There are other tricks you can play with this versatile old dog. I learned a great one recently at the Bodegas Nekeas in Navarra, when a bunch of us were served a dinner-finishing concoction that the hosts referred to as Sorbete. What it was, in fact, was lemon sorbet that had been mixed very quickly with a little bit of gin and a much larger quantity of their own excellent Cuvée Allier Chardonnay 1998. The resulting mix was thick and sweet, but cut with the acidity from both the lemons in the sorbet and the citrus flavours in the wine. A hot idea for the end of a summer meal - try too with cava.

Of course, for lemon in its natural purity, there's always just lemon in water. This sounds like an invalid's drink, but having sampled it in lieu of postprandial coffee, I think it's more substantial than that. Boil the kettle while washing a lemon in hot soapy water (to get the wax off). Rinse, dry, and cut off a good wodge of zest. Let the water come off the boil, then drop in the zest. Tingling taste-buds and a good night's sleep are your reward.

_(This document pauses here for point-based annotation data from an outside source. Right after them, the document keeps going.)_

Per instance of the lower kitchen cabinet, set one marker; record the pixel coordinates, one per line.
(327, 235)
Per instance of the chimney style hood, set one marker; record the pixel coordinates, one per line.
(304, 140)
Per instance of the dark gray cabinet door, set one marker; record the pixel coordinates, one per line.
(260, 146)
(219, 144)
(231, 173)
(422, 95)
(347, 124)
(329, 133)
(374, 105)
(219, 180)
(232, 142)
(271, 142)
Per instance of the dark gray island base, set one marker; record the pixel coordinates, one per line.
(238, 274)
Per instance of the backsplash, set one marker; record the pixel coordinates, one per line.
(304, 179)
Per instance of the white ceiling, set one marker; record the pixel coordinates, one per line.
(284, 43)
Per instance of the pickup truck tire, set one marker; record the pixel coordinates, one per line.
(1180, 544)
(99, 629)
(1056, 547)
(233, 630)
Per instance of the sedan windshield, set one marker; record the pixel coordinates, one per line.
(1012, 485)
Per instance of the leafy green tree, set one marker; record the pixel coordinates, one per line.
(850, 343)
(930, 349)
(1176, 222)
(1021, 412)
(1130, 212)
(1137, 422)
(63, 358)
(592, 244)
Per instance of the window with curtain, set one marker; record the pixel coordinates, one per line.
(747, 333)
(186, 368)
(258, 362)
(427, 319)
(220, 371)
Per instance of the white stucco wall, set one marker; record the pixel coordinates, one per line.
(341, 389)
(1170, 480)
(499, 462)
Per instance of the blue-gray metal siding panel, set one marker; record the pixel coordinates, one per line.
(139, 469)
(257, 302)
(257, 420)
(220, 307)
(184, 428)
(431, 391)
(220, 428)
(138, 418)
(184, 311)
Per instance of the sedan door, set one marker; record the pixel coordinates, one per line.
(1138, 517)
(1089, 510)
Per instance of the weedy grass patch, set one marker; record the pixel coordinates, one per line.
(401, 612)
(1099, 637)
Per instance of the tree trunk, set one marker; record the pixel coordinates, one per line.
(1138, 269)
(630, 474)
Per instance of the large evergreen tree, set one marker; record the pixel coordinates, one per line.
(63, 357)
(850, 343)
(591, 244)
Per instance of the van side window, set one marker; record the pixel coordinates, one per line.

But ultimately, for me at any rate, drinkable lemon means lemonade. Lemonade is proof (to appropriate what Benjamin Franklin said about beer) that God loves us. And nowhere, in my experience, is it made better than at the Nantyffin Cider Mill and Dining Room in Crickhowell, Gwent. Last time I was there I got all cosy with the manager and coaxed the recipe from him. God's love in a glass, frosty and sweet.